Total Pageviews

Wednesday, July 10, 2013

Remains of the Day in Kokrajhar

I began my career as a photojournalist in 2006 in the Kokrajhar district of the northeastern state of Assam on the India-Bhutan border. Six years later, I was back there to cover the aftermath of the violence that broke out in June and July 2012 between the indigenous Bodos and the Bengali-speaking Muslims, whose ancestors had immigrated from the parts of undivided Bengal, which now form Bangladesh. It was a war between the poorest of the Indians.

Kokrajhar is a pastoral idyll, but its tranquil beauty belies a long history of violence. Graffiti on walls exhorted “Do or Die for Bodoland!” One village housed a “Bodoland Martyrs Cemetery,” where the men killed in the insurgency between Bodo rebels and Indian security forces were buried.

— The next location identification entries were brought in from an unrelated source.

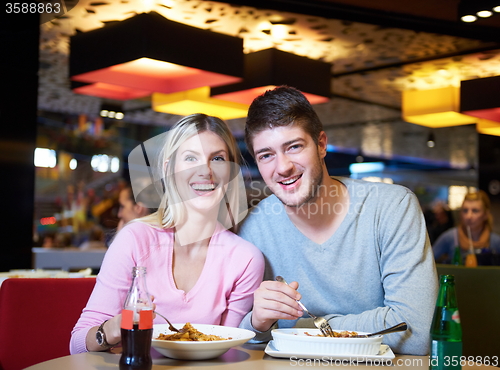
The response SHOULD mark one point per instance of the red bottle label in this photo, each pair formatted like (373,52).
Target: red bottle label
(127,319)
(145,319)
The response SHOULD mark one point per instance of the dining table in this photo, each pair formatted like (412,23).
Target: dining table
(243,357)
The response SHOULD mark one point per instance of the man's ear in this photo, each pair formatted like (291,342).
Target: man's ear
(140,209)
(322,144)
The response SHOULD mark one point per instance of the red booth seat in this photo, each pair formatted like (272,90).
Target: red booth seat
(37,316)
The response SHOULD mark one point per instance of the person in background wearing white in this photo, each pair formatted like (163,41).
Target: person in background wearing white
(475,215)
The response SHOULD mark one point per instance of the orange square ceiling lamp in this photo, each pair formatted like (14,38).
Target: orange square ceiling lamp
(148,53)
(269,68)
(197,100)
(435,108)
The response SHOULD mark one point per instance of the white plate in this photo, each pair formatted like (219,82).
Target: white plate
(308,340)
(383,357)
(199,350)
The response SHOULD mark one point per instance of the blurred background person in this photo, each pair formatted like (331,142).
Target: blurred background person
(95,240)
(439,220)
(475,216)
(129,208)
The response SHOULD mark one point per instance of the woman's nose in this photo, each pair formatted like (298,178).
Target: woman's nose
(205,170)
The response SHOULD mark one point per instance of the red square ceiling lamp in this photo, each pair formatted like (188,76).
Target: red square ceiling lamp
(148,53)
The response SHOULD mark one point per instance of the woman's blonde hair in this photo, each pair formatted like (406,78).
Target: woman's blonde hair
(485,200)
(171,209)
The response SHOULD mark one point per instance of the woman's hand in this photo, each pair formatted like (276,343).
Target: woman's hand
(112,331)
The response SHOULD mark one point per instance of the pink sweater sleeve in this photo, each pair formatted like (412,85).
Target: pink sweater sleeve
(111,288)
(240,300)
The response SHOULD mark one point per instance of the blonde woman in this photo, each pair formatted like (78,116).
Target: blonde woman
(475,215)
(197,270)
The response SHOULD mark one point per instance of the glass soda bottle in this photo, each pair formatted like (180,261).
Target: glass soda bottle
(137,324)
(446,330)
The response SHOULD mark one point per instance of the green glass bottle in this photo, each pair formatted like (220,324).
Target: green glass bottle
(446,330)
(457,256)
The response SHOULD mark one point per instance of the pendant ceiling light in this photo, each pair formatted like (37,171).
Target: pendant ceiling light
(434,108)
(481,98)
(268,68)
(488,127)
(197,100)
(149,53)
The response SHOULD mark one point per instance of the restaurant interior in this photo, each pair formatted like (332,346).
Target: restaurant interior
(408,93)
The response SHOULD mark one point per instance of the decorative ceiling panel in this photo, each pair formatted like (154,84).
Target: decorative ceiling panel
(349,46)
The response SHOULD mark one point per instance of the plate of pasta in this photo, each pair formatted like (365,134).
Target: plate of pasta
(197,341)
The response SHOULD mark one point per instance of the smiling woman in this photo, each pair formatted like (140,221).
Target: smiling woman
(198,271)
(474,233)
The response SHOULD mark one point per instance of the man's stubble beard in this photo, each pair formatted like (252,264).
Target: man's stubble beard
(317,180)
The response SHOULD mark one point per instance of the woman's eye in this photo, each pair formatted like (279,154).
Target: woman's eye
(264,157)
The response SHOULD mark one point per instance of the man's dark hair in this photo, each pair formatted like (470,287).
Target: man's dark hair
(283,106)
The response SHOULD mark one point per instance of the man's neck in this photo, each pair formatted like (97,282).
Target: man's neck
(320,218)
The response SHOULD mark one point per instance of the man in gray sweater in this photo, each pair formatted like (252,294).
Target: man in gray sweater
(359,250)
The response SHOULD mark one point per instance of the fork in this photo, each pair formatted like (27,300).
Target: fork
(319,322)
(170,326)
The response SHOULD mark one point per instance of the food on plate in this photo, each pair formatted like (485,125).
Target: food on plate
(189,333)
(336,334)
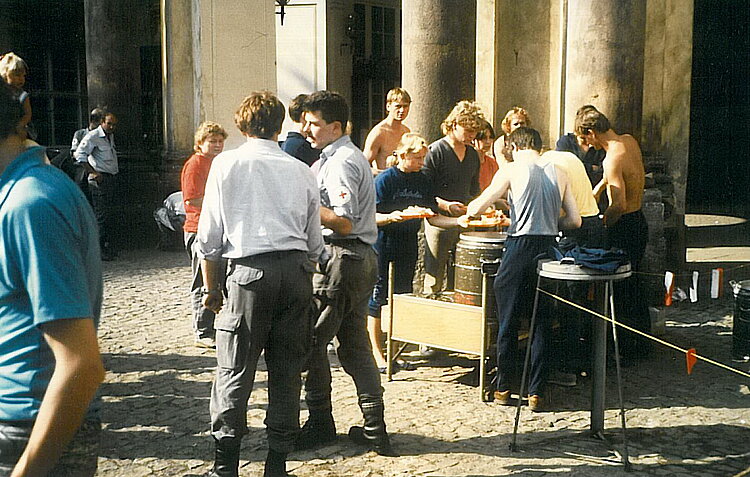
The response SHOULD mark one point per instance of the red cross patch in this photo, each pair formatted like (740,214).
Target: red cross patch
(341,196)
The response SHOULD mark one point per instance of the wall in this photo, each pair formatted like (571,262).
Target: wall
(238,55)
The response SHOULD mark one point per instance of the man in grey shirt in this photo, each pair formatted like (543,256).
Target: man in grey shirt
(98,155)
(261,212)
(341,293)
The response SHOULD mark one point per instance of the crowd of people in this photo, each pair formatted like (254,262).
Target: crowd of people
(290,245)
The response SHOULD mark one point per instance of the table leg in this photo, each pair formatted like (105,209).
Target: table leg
(389,340)
(625,456)
(599,367)
(532,325)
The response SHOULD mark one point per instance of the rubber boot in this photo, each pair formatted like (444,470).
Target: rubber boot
(227,457)
(275,465)
(318,430)
(373,434)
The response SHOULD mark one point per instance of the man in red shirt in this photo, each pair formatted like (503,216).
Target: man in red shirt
(209,142)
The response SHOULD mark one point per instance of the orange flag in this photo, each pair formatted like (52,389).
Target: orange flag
(691,359)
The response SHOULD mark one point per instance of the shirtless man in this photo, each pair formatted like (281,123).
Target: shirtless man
(537,190)
(624,177)
(384,137)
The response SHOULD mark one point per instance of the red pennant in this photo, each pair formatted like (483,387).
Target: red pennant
(691,359)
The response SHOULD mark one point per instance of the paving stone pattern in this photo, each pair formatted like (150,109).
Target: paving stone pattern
(157,390)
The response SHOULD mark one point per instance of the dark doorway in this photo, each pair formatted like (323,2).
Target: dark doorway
(719,162)
(49,36)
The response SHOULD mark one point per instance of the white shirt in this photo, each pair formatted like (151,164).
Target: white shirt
(259,199)
(98,149)
(579,181)
(347,187)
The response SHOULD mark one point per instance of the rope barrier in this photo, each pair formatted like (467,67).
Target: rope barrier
(646,335)
(689,274)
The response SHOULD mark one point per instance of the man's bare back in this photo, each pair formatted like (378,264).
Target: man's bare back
(382,141)
(624,175)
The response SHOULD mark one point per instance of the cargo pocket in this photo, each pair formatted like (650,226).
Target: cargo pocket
(244,276)
(229,346)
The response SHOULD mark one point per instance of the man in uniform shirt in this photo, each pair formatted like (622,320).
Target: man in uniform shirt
(384,137)
(97,154)
(261,211)
(51,295)
(624,179)
(537,191)
(347,196)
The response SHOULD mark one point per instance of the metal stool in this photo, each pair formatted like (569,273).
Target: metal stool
(568,272)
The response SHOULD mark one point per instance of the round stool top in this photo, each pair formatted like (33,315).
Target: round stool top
(569,271)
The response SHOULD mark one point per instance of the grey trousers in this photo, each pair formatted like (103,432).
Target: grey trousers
(79,459)
(267,310)
(203,318)
(341,297)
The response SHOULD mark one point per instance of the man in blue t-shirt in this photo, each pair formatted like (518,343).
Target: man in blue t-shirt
(50,301)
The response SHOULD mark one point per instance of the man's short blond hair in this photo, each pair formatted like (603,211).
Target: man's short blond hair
(409,143)
(514,111)
(467,114)
(397,95)
(208,128)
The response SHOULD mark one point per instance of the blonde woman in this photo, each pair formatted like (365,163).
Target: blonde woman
(13,71)
(399,186)
(453,167)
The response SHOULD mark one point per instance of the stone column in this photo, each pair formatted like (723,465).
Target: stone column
(605,58)
(438,58)
(112,67)
(180,79)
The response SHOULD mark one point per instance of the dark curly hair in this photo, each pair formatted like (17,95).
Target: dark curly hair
(11,111)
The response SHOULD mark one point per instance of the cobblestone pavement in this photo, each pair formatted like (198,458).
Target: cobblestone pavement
(157,390)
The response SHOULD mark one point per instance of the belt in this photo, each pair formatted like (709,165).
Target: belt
(343,242)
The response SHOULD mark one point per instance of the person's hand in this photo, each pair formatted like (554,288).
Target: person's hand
(213,300)
(456,208)
(395,217)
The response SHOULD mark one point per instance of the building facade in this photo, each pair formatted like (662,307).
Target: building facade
(670,72)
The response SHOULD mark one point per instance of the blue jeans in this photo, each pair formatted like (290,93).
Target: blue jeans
(79,458)
(514,286)
(403,276)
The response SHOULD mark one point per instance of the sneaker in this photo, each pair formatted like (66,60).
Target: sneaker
(205,342)
(502,397)
(567,380)
(536,403)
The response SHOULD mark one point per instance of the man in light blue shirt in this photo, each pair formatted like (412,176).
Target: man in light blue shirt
(347,196)
(98,155)
(261,212)
(50,301)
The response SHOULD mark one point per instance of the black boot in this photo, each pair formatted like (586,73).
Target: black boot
(227,457)
(373,434)
(276,465)
(318,430)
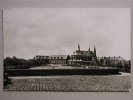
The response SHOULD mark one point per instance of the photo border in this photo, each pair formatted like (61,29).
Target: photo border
(63,95)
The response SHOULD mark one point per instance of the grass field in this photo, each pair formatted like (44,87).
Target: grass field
(71,83)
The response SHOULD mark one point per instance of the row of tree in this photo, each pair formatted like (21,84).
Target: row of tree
(16,63)
(123,65)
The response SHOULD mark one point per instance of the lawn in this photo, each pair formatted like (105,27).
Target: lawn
(73,83)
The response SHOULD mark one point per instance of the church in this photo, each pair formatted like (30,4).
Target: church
(82,57)
(78,58)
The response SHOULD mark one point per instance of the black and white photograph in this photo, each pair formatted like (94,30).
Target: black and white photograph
(67,49)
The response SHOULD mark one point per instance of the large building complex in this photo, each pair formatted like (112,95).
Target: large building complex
(79,57)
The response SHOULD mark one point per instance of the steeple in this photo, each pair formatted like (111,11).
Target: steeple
(78,47)
(94,50)
(89,48)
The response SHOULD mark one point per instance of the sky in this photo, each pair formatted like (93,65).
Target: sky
(57,31)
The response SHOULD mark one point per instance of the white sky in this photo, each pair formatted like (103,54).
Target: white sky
(46,31)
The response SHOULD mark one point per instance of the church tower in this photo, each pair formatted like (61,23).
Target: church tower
(89,49)
(94,50)
(78,47)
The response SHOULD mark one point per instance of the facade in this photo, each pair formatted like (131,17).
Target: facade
(58,59)
(53,59)
(82,57)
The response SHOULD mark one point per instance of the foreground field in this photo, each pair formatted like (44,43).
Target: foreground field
(71,83)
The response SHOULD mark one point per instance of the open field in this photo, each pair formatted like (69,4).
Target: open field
(74,83)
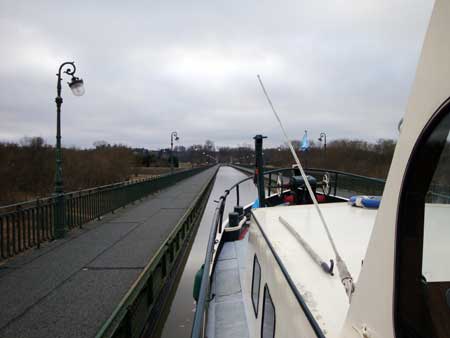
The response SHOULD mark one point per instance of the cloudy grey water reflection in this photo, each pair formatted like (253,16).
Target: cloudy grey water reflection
(181,313)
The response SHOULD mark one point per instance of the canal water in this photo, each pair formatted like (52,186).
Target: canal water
(179,315)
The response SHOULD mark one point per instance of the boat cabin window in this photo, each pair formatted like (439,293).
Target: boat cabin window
(268,320)
(256,283)
(422,290)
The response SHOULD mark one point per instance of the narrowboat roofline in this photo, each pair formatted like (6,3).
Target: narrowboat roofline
(323,293)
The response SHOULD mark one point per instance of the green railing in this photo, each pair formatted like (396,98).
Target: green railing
(28,224)
(142,304)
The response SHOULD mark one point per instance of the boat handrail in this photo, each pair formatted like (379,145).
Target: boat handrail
(197,327)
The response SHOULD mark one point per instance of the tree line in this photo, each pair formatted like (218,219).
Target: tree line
(27,168)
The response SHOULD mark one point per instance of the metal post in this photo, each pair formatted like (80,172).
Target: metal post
(171,153)
(172,135)
(260,169)
(60,214)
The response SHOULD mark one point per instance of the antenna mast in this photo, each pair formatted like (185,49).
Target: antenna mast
(344,274)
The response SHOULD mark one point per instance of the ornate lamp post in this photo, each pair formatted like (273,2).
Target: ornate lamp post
(77,86)
(172,135)
(323,137)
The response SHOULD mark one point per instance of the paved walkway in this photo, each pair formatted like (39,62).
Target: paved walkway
(69,287)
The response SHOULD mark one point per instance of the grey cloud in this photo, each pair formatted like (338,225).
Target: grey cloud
(345,67)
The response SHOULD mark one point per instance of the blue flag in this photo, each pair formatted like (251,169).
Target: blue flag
(305,142)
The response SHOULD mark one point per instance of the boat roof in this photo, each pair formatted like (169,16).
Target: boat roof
(350,228)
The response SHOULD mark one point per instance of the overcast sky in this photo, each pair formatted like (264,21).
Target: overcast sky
(340,66)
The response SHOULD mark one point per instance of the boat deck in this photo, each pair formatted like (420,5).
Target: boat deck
(69,287)
(227,312)
(350,227)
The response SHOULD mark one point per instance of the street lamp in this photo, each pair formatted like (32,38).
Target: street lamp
(323,137)
(77,86)
(172,135)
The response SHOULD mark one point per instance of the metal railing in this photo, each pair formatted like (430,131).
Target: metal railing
(341,184)
(28,224)
(144,297)
(349,181)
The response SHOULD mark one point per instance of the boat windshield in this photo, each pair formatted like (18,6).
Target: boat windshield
(423,271)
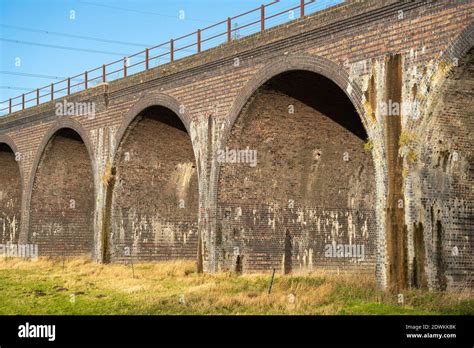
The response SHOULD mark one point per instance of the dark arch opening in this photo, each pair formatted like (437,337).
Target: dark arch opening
(10,196)
(153,197)
(313,179)
(62,198)
(322,94)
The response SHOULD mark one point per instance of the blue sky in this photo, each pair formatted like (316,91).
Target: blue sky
(136,24)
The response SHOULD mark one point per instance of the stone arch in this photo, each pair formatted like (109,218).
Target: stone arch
(324,68)
(11,197)
(162,113)
(316,64)
(84,243)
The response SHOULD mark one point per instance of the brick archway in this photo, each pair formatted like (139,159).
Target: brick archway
(320,66)
(160,119)
(13,191)
(67,124)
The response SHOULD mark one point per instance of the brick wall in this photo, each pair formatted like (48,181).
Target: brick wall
(312,184)
(10,195)
(349,45)
(155,194)
(62,199)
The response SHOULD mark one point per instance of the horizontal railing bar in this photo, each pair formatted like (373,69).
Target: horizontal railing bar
(85,79)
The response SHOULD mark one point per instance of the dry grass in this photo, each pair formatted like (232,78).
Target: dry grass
(81,287)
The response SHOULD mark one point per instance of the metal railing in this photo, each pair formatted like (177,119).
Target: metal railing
(256,20)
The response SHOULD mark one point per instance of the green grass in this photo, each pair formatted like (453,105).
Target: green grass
(83,287)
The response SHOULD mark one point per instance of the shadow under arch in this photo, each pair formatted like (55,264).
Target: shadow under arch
(162,111)
(10,146)
(319,66)
(70,128)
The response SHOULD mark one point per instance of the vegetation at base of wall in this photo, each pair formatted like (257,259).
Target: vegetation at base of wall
(83,287)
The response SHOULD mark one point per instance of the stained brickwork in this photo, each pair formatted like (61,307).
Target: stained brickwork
(212,92)
(10,195)
(62,200)
(311,181)
(155,191)
(441,182)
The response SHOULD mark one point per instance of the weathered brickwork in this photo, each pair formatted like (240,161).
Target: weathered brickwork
(10,195)
(155,190)
(311,183)
(441,182)
(223,99)
(62,198)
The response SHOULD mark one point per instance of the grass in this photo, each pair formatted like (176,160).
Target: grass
(83,287)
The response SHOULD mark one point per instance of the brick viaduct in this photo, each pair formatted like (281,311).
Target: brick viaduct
(336,162)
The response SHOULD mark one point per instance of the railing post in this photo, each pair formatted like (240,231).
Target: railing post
(124,66)
(147,55)
(199,40)
(172,50)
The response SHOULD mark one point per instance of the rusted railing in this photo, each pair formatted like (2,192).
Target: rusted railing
(192,43)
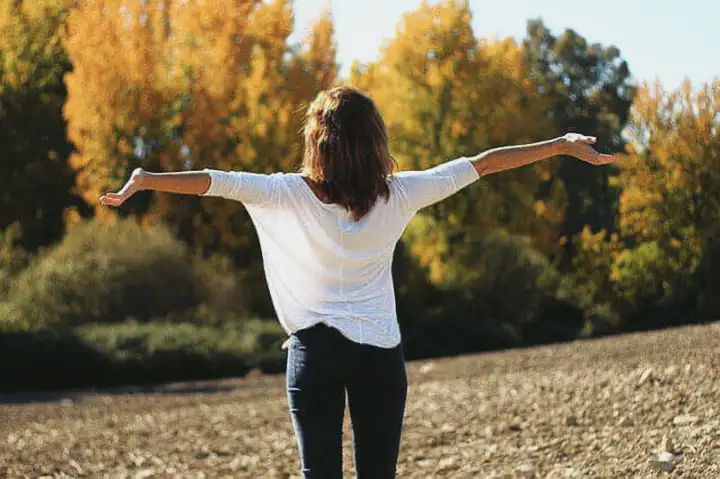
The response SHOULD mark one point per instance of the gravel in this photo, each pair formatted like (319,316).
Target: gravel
(640,405)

Kokrajhar is the de facto capital of the four districts of western Assam, which the Bodo minority of Assam named Bodoland. After suffering from years of neglect from the Indian government, the Bodos began in 1987 a movement for the creation of a separate state of Bodoland in western Assam. Negotiations failed, and the Bodos started an armed insurgency against the Indian government in the early 1990s. Two main Bodo groups led the militancy, the Bodo Liberation Tigers and the National Democratic Front for Bodoland.

Bodo Liberation Tigers signed a peace accord with the Indian government in 2003 and won a self-governing area, the Bodoland Territorial Autonomous Districts. Since 2003, Kokrajhar and other areas in the autonomous districts have seen some development. Yet the Bodos, who make up 29 percent of the population in those districts, fear that the presence of non-Bodo ethnic groups like Bengali-speaking Muslims will harm their chances of getting a separate Bodoland state.

In the summer of 2012, the tensions and resentment that had been festering between the Bodos and Bengali-speaking Muslims escalated into violence. Around 100 people were killed, and 400,000 were displaced, mostly Bengali-speaking Muslims. Hundreds of villages were set on fire.

I made my way through the remains of the mayhem with two friends, a reporter and a photographer. Village after village had turned into ash, thousands of people were tucked away into makeshift refugee camps. An eerie silence engulfed the place, shattered only by news of more violence. A harsh rain fell for days. I stayed on for a few months collecting stories, taking pictures.